Home sellers in the Portland metro have had a great run the past few years.  They have become accustomed to hearing about bidding wars* and buyers desperately offering creative incentives like free pizza for a year.  But, every party comes to an end, and many local real estate professionals and forecasters predict that the Portland-area real estate market is set to stabilize in the coming months.  I agree.  (Note I used the word “stabilize, not crash)

But are sellers ready for that?

Your list price is the single most important piece of marketing you have.  Photos and descriptions and open houses play their part, but nothing puts your house in front of the eyes of buyers more than your list price.  As the market changes and more homes hit the market, price will become even more important.  

So, how will you know if your home is overpriced?

The first indicator is going to be buyer traffic at your home.  If the buyer traffic is slow and less than you expected, your home is most likely overpriced.  No matter how nice your home is, if it is priced higher than it should be, buyers simply aren’t going to come look at it.  And, do not underestimate buyers.  Buyers, and their agents, are knowledgable about pricing, so, even if a house is within their price range, they will know if it is overpriced.  And, they will skip your house and look elsewhere for a well-priced house.

The second indicator is going to be feedback from any buyers or agents who tour the home.  Your listing agent should be following up with buyer agents who show the home for their feedback about the home, especially price.  

The third, and possibly most important, indicator is going to be your thought process.  Are you placing a heavier emotional weight on the price than the market data can support?  

Some sellers have an emotional need to sell at a certain price.  They have put a lot of time and energy and money into their home, and feel the need for a certain number or for a bidding war*.  They have a fear of “leaving money on the table” so they price higher than the market suggests so they can bargain downwards.  The longer a property sits on the market, going through price reductions to get attention, the more tainted it becomes in the eyes of buyers and it becomes a prime target for a lowball offer.  

The market always speaks, and the right price is only going to be what a buyer is willing to pay and what a seller is willing to accept.  Ask yourself if you are listening to your emotions over the market data.  The proven best strategy is to price it right to begin with.

Also, keep in mind the appraisal process.  Even if you get the higher price you feel the need to get, will it appraise at that value?  Appraisals must be supported by market data.  Appraisers look at nearby homes of similar vintage, size and condition.  Having multiple offers* can help a lot in justifying a higher price (especially if your listing agent is like me and meets the appraiser during his or her visit.)  Sellers have even been getting away with asking buyers to waive the appraisal contingency, but that trick is starting to backfire.

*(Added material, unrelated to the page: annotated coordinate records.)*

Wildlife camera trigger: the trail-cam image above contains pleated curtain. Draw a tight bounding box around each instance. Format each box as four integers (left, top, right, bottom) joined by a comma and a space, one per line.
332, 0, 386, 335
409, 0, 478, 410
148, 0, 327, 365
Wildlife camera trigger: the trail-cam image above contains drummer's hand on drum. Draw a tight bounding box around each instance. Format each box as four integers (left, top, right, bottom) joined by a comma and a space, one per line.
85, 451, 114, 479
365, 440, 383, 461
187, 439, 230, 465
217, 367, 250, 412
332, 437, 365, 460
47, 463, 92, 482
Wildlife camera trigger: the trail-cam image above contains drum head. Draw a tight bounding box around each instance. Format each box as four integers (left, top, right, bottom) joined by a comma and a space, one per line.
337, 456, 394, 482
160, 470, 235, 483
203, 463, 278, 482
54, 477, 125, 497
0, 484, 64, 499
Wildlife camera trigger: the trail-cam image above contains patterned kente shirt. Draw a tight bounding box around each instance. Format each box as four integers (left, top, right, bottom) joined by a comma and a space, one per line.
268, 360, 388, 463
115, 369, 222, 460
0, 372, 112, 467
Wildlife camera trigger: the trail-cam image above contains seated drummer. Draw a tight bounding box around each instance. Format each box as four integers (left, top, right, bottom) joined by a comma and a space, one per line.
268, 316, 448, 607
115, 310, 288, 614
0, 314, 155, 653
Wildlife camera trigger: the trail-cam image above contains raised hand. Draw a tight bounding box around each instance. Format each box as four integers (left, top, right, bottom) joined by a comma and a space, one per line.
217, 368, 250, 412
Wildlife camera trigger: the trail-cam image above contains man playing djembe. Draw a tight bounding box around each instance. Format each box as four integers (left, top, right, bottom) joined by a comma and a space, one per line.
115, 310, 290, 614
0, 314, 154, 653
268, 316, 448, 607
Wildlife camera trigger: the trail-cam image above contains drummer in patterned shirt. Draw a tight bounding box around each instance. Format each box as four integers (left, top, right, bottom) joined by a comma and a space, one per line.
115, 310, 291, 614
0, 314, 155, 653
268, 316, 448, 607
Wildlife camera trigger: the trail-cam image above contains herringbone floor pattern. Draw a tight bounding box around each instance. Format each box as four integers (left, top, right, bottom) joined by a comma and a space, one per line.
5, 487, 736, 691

So, if you suspect your home may be overpriced, look at the other nearby homes in your price  range (if there aren’t any, that should be a red flag!) Look at their stats: are they of a similar size, condition and vintage?  Then, look at their marketing and compare it to your listing.  If their photos and descriptions are more vibrant and alluring, they may get more buyers.  If your home is on the higher end of the range, you need eye-grabbing photos and enticing detailed descriptions to sell the house.

Keep in mind that the majority of the buyer pool is looking for a good deal that they can be comfortable with, just like you are looking to make a good sale on your home.  Pricing a home smartly will excite a buyer, but they can smell an overpriced home from a mile away and will swipe to the next one before you can say “But I put a lot into the home!”  Buyers know when a home is overpriced, and they will skip your overpriced house and look elsewhere.

*About bidding wars.  Bidding wars happen on homes that are priced correctly.  They do not happen on overpriced homes.  That is because overpriced homes attract less traffic and savvy buyers know they are overpriced.  Overpriced homes sit on the market for a longer time and encourage lowball offers.

PS.  You may notice that I did not mention the Z word.  That is because Z’s price estimates are mostly useless. 

PPS.  Why am I writing this blog, and why now?  Because the market is starting to shift, and because I’ve had this conversation with a half-dozen home sellers in the past couple of weeks.  And, because I care about you!!!!